Bitcoin growth in Africa has been so rapid and it is gradually becoming a norm as many Africans have jumped on this crypto asset. The success of Bitcoin growth in Africa can also be attributed to the recent price rally as well as large investments from the Whales, big-name investors.
The bitcoin price, up more than 60% so far this year, has surged over the last month, jumping over the psychological $10,000 level and climbing to highs not seen since June last year.
Now, Nigeria-based bitcoin-buying service Yellow Card, backed by major cryptocurrency exchange Binance, has announced a $1.5 million seed funding round that includes heavyweights Polychain, Andreessen Horowitz, and Celo—with its chief executive declaring “crypto will go mainstream in Africa long before any other part of the world.”
“We’ve been breaking our own records over and over,” Yellow Card co-founder and CEO Chris Maurice said via email, adding the company is adding around 20,000 users a month alongside monthly volumes of $20 million.
“We’re growing extremely quickly. Additionally, we’re seeing a lot of young people take to crypto trading as a way to support themselves and their families.”
Yellow Card, after expanding into South Africa and Botswana in June, has this week closed a seed funding round that raised $1.5 million to fuel expansion in Africa and “become the dominant exchange across the continent,” the company said in a statement.

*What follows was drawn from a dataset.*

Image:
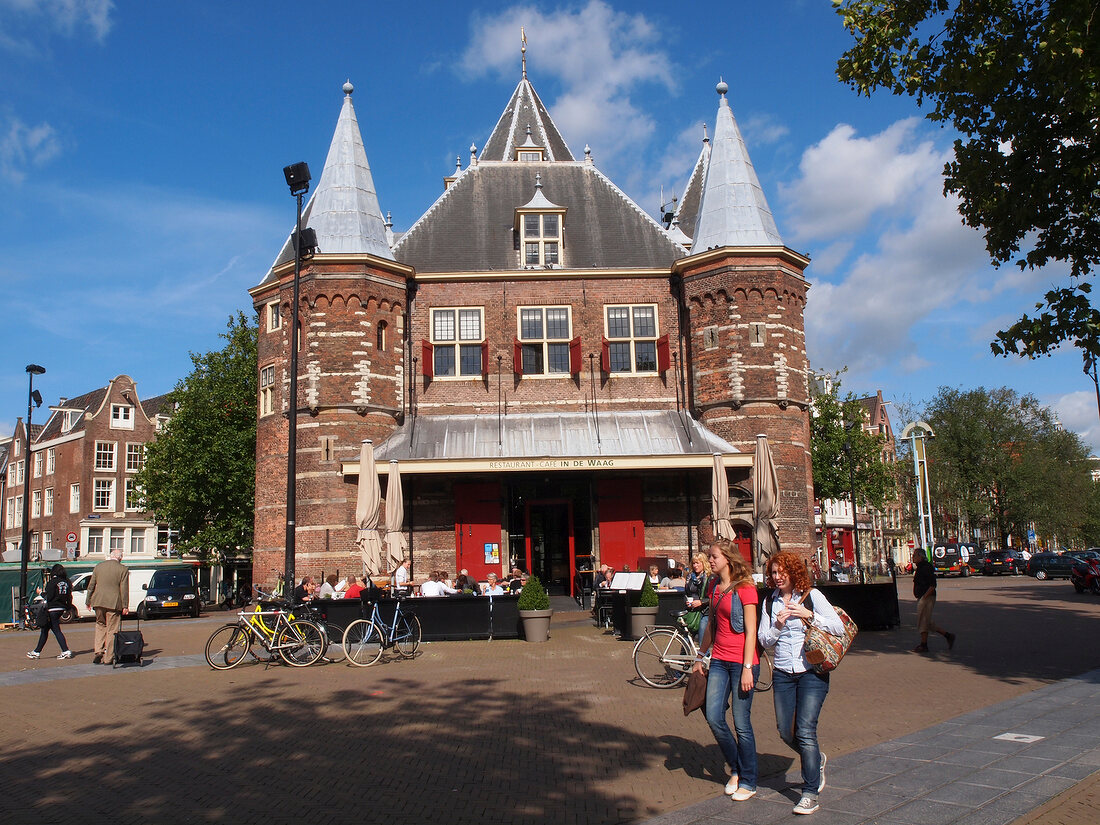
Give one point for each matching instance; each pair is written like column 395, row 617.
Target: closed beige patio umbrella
column 367, row 501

“There’s no better place for bitcoin to thrive than Africa,” Maurice said, pointing to the “practical” use of bitcoin for “payments and savings” as “why crypto will go mainstream in Africa long before the West or any other part of the world.”

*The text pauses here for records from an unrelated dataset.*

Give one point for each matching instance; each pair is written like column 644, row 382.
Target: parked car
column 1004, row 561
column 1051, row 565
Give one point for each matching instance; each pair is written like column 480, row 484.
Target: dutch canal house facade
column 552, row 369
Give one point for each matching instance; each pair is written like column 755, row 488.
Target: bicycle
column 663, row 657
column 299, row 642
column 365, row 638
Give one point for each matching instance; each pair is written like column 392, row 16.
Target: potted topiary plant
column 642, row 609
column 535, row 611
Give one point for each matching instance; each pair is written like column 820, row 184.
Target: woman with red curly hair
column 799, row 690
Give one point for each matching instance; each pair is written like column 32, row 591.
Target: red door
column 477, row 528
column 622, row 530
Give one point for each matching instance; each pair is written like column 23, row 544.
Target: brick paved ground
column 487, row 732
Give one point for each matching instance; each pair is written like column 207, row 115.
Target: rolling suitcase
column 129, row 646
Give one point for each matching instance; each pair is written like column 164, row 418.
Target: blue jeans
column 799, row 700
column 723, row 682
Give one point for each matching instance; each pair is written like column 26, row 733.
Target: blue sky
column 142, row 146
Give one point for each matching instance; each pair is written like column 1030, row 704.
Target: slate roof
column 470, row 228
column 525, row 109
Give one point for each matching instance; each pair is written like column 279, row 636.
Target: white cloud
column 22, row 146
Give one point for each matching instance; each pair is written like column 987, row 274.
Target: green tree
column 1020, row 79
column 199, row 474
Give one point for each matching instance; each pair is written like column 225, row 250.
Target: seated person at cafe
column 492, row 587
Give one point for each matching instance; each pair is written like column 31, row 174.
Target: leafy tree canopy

“Anyone with a smartphone and place to vendor can act as an on-ramp and off-ramp from fiat to crypto,” Maurice said, explaining Yellow Card is bringing the “regionally popular ‘agency banking’”—a type of branchless banking—”to the world of crypto.”

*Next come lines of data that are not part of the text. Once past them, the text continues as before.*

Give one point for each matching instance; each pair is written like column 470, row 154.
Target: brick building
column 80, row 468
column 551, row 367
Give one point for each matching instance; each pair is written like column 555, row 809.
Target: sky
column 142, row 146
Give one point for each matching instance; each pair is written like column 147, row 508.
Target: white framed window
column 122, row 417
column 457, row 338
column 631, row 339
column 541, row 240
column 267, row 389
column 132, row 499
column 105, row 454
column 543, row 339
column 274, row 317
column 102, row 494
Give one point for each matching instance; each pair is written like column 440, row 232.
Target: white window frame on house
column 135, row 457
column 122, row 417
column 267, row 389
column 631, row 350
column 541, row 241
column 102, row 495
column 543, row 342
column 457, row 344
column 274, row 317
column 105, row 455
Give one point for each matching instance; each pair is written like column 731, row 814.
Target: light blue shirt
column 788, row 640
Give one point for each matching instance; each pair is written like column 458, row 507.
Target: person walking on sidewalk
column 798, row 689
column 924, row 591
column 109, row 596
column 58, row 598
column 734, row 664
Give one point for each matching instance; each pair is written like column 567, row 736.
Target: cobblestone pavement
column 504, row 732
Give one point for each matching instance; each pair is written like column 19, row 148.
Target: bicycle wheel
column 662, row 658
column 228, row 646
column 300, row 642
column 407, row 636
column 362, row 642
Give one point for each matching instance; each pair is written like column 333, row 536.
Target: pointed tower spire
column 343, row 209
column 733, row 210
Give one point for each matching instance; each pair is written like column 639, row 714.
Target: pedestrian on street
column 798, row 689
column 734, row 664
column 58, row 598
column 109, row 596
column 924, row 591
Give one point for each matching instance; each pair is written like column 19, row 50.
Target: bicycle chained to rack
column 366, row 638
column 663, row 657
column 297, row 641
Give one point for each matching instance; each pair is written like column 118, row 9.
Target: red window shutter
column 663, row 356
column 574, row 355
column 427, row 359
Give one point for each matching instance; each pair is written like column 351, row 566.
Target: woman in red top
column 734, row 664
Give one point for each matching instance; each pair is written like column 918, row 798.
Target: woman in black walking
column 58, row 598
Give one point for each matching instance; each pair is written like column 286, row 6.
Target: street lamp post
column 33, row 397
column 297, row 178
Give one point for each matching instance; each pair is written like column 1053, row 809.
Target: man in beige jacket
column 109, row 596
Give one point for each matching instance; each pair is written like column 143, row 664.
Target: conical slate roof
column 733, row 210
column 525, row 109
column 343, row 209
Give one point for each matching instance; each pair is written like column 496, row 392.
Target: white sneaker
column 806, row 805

Earlier this year, a report by Arcane Research found that “Africa is one of, if not the most, promising regions for the adoption of cryptocurrencies,” with bitcoin and crypto ownership rates in South Africa and Nigeria at 13% and 7%, respectively—far higher than the worldwide average of 7%.
Maurice, who founded Yellow Card along with Justin Poiroux in 2016 after selling bitcoin for cash in Taco Bells along the U.S. east coast, wants to “bringing cryptocurrency to the people who need it most” and last year met with Twitter’s TWTR Jack Dorsey on his bitcoin-inspired trip to Africa.
Dorsey, the chief executive of both payments company Square SQ and micro-blogging platform Twitter, has set his sights for the “future” of bitcoin and technology on Africa and its more than 1.2 billion people and had planned to spend a few months there this year before the coronavirus pandemic put things on hold.
“Jack is a great guy and he really understands our vision and has a similar vision for the continent,” Maurice said.
“We just need to get him back to Lagos for a few months.”